In short, I shallow copy a list, then modify one of its elements, but the change is not reflected in the other list, despite almost every resource saying that they are just two references to the same object, and any change in one should be reflected in the other one.

P.S. I have already checked out questions like this one that clarify the differences b/w shallow and deep copy. My question is why despite those theories, sometimes shallow-copy behaves like deep-copy.

    List<Integer> lst1 = new ArrayList<>();
    lst1.add(2);
    lst1.add(6);
    lst1.add(1);
    lst1.add(4);
    lst1.add(9);
    lst1.add(5);

    List<Integer> lst2 = new ArrayList<>(lst1);
    lst1.set(0, 3);

    System.out.println("lst1 = " + lst1);
    System.out.println("lst2 = " + lst2);

result:

lst1 = [3, 6, 1, 4, 9, 5]

lst2 = [2, 6, 1, 4, 9, 5]

Answer 1

What you have is a shallow copy, yes, but any copy will show the change you describe. If it weren't a copy at all, it'd show that change, e.g. List<Integer> lst2 = lst1;.

The difference between a shallow and a deep copy is what happens to mutable elements in the array. Here is an example that shows the difference between a shallow and a deep copy.

List<List<Integer>> lst1 = new ArrayList<>();
lst1.add(new ArrayList<>(Arrays.asList(5)));
System.out.println(lst1); // [[5]]
List<List<Integer>> lstShallowCopy = new ArrayList<>(lst1); // shallow copy
List<List<Integer>> lstDeepCopy = lst1.stream()
   .map(ArrayList::new)
   .collect(toList()); // deep copy
List<List<Integer>> lstNotACopy = lst1; // not a copy at all

lst1.get(0).add(6);
lst1.add(Arrays.asList(7));

System.out.println(lst1); // [[5, 6], [7]]
System.out.println(lstShallowCopy); 
  // [[5, 6]]: shows modifications to the original elements, but 
  // doesn't include new elements
System.out.println(lstDeepCopy); // [[5]]
  // shows no modifications at all
System.out.println(lstNotACopy); // [[5, 6], [7]]
  // shows all modifications

Answer 2

There seems to be a confusion as to what deep-copy and shallow-copy means.

A shallow copy is a new list that contains the same objects.

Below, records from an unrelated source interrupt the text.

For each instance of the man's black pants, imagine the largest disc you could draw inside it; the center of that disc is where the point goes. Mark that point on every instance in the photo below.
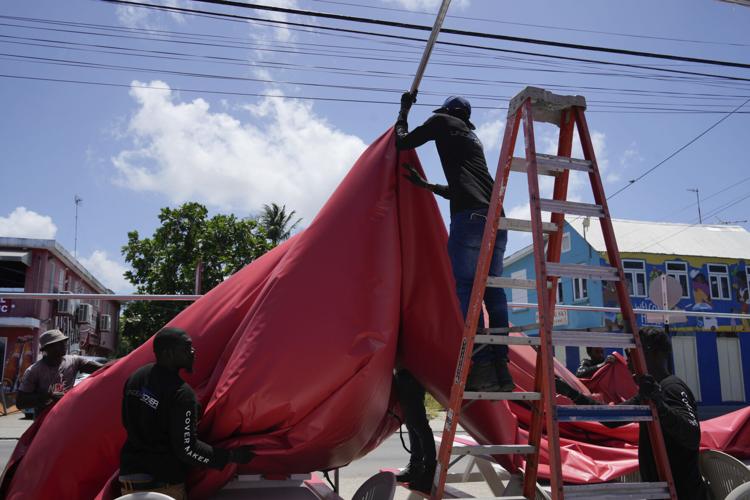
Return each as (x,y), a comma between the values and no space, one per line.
(411,398)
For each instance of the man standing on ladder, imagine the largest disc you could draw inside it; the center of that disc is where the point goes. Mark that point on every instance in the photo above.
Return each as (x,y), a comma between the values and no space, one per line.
(469,190)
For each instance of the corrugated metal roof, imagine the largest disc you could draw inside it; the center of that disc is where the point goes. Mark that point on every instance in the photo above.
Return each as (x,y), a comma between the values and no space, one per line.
(669,238)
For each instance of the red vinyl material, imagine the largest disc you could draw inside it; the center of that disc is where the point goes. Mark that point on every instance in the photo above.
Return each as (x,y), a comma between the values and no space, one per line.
(295,355)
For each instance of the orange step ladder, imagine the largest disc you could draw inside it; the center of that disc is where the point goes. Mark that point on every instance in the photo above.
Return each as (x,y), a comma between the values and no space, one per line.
(567,112)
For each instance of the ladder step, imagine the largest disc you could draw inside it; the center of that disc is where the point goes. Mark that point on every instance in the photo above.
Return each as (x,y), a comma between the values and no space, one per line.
(617,491)
(604,413)
(507,340)
(606,273)
(551,164)
(493,449)
(525,225)
(503,396)
(592,339)
(571,207)
(500,282)
(514,328)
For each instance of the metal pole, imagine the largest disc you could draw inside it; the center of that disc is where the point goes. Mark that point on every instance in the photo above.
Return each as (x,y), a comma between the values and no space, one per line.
(77,200)
(430,44)
(698,197)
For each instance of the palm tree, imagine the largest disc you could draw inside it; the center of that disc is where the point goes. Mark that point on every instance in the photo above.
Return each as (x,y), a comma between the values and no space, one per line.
(277,223)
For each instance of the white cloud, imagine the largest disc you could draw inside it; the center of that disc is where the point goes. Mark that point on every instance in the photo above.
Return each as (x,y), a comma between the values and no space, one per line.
(23,223)
(108,271)
(491,134)
(274,32)
(284,153)
(428,5)
(141,17)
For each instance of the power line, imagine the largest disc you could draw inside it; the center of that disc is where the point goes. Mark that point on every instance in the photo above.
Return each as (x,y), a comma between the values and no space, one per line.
(492,36)
(544,26)
(442,42)
(679,150)
(625,91)
(316,98)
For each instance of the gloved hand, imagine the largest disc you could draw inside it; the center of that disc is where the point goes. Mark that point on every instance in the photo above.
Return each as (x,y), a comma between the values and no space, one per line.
(649,389)
(564,389)
(241,454)
(407,99)
(415,177)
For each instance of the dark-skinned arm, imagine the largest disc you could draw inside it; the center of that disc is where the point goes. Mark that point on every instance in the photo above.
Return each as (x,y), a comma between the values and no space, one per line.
(416,178)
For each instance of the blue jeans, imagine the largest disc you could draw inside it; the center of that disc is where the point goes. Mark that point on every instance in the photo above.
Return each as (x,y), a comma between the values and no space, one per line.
(467,229)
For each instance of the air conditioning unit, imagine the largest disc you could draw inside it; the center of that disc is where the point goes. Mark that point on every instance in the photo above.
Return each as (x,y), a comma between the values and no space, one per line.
(85,314)
(66,307)
(105,322)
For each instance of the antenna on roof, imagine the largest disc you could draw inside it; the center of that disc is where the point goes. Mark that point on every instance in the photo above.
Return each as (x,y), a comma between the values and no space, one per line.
(700,218)
(77,200)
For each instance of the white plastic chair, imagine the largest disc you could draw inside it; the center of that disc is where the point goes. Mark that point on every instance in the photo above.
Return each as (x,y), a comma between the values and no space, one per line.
(723,472)
(381,486)
(741,492)
(145,495)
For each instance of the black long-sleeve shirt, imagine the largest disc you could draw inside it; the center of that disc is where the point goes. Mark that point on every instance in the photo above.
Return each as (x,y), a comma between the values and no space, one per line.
(682,435)
(461,154)
(160,413)
(587,368)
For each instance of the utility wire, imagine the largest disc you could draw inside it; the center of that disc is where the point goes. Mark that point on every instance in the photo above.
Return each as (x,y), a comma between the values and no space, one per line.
(544,26)
(678,151)
(492,36)
(318,98)
(443,42)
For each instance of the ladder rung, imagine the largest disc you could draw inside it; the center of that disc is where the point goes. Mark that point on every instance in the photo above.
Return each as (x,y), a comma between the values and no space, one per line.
(514,328)
(604,413)
(506,340)
(607,273)
(571,207)
(593,339)
(524,225)
(503,396)
(493,449)
(500,282)
(617,491)
(551,164)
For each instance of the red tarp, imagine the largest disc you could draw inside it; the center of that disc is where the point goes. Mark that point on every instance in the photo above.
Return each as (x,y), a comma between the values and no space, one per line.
(295,354)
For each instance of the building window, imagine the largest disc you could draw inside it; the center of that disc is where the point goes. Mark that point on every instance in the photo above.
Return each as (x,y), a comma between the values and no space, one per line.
(12,276)
(679,271)
(718,281)
(580,289)
(52,276)
(635,275)
(519,295)
(566,242)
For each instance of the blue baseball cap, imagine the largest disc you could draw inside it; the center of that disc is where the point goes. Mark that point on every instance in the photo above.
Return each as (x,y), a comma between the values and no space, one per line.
(457,106)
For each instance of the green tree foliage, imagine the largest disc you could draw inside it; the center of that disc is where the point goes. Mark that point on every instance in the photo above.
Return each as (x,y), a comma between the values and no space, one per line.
(166,262)
(277,223)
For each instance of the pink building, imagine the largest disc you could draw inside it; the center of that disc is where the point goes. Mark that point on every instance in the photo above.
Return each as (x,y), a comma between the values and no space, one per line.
(44,266)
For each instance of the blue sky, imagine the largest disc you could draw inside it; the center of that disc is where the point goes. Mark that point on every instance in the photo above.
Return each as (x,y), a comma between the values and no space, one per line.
(137,144)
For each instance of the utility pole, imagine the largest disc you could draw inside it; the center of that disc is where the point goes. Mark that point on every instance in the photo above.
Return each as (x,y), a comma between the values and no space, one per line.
(77,200)
(698,197)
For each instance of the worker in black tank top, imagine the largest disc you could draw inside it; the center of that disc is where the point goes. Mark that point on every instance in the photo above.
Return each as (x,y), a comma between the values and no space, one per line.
(469,190)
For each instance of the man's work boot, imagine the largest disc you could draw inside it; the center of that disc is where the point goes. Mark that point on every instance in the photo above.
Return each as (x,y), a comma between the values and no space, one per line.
(483,377)
(505,380)
(413,470)
(424,481)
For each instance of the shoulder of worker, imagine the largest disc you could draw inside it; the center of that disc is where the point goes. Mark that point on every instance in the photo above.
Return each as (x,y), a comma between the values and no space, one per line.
(674,388)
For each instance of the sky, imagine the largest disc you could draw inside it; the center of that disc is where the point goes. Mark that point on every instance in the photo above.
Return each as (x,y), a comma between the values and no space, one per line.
(134,109)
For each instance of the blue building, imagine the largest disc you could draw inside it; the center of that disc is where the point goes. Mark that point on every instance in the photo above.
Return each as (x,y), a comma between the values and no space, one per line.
(712,265)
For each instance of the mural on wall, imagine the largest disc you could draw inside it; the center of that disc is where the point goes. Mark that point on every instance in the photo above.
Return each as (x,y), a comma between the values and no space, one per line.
(18,356)
(700,297)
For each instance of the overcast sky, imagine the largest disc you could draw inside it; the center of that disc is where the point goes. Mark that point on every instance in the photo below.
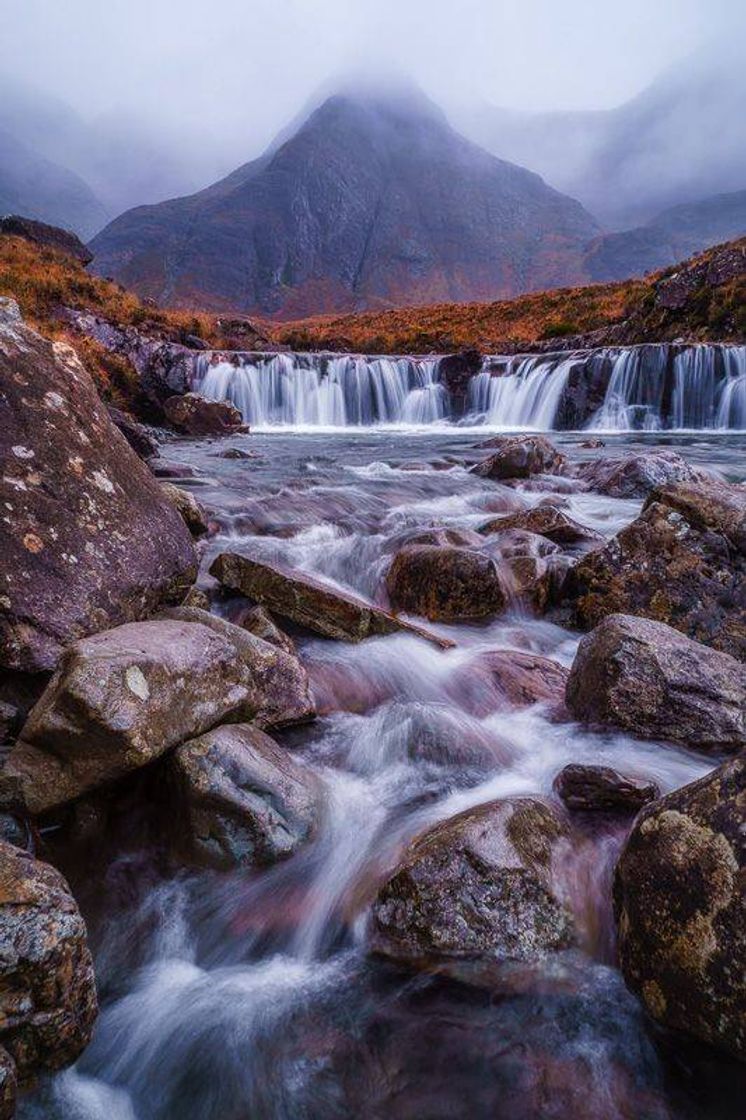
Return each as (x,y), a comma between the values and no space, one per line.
(250,65)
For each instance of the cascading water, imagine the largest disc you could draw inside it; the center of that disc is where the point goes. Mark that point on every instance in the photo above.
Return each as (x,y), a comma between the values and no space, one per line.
(613,389)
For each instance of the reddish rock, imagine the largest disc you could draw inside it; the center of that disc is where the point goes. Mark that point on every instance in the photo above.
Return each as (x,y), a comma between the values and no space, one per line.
(445,584)
(520,457)
(86,538)
(308,602)
(196,416)
(649,679)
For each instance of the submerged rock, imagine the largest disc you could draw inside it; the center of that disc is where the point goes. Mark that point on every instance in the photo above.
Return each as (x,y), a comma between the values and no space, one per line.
(520,457)
(445,584)
(478,884)
(590,789)
(47,989)
(682,561)
(196,416)
(187,506)
(649,679)
(86,539)
(124,697)
(681,908)
(242,800)
(308,602)
(635,474)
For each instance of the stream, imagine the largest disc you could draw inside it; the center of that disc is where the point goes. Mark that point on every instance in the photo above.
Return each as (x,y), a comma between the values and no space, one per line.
(250,996)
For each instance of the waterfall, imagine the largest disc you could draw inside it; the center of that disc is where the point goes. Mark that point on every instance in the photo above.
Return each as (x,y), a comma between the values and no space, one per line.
(644,388)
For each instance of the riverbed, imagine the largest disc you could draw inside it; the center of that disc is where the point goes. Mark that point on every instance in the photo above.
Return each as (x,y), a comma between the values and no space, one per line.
(252,996)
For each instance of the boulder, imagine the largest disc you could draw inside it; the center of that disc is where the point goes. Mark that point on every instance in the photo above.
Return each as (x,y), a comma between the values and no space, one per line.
(546,521)
(86,538)
(47,989)
(445,584)
(122,698)
(196,416)
(635,474)
(520,457)
(681,908)
(681,561)
(590,789)
(477,884)
(187,506)
(651,680)
(242,801)
(137,435)
(308,602)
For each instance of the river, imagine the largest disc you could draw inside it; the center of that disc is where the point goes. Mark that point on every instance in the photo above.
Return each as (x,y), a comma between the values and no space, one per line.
(251,996)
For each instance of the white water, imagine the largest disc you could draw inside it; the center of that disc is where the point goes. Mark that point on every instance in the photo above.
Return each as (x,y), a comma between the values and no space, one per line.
(646,388)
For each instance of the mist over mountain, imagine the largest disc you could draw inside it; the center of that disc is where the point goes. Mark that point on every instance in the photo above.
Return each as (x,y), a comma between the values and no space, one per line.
(680,140)
(373,201)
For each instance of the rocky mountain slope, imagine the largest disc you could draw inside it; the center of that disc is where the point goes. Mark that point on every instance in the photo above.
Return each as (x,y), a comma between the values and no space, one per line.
(374,201)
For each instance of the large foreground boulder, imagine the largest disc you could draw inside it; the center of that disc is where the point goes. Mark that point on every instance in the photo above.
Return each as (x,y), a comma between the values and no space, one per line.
(681,908)
(308,602)
(196,416)
(520,457)
(86,538)
(242,800)
(651,680)
(682,561)
(635,474)
(478,884)
(445,584)
(124,697)
(47,990)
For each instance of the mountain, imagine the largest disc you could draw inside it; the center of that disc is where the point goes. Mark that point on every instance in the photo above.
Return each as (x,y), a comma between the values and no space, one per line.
(681,139)
(673,234)
(373,201)
(38,188)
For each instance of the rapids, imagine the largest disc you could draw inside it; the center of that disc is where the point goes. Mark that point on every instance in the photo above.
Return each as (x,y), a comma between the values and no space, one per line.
(250,996)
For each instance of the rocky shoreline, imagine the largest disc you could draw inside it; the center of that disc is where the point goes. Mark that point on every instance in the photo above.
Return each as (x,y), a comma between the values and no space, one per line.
(119,668)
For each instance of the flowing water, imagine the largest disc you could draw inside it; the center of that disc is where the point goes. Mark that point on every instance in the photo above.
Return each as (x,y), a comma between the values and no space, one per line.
(250,996)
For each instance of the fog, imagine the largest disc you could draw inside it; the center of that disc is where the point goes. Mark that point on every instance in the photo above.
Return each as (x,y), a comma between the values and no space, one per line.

You can prove that this is what happens like so:

List<AtomicBoolean> a = Arrays.asList(new AtomicBoolean(true));
List<AtomicBoolean> b = new ArrayList<>(a);
b.get(0).set(false);
a == b // false
a.get(0) == a.get(b) // true

a and b are difference lists, but they contain all the same objects.

A deep copy requires copying all the objects in the list. In this case it would be:

List<AtomicBoolean> b = a.stream().map(value -> new AtomicBoolean(value.get())).collect(toList());

However, note that since int is immutable, there is no difference between a shallow copy and a deep copy.

Also note that a shallow copy is still a different object, and that change its properties does not reflect on the original object. In your case, calling .set changes the copy only.

Answer 3

The new keyword causes a brand new List to be created, since you are assigning lst2 to a new list. Any time the new keyword is used, a brand new object is created that hasn't before been referenced. Since lst2 is instantiated to a new list, this new list has its own space in memory separate from the previous list.

Separately, if your list contained references to mutable objects, not integers, that would be a different story.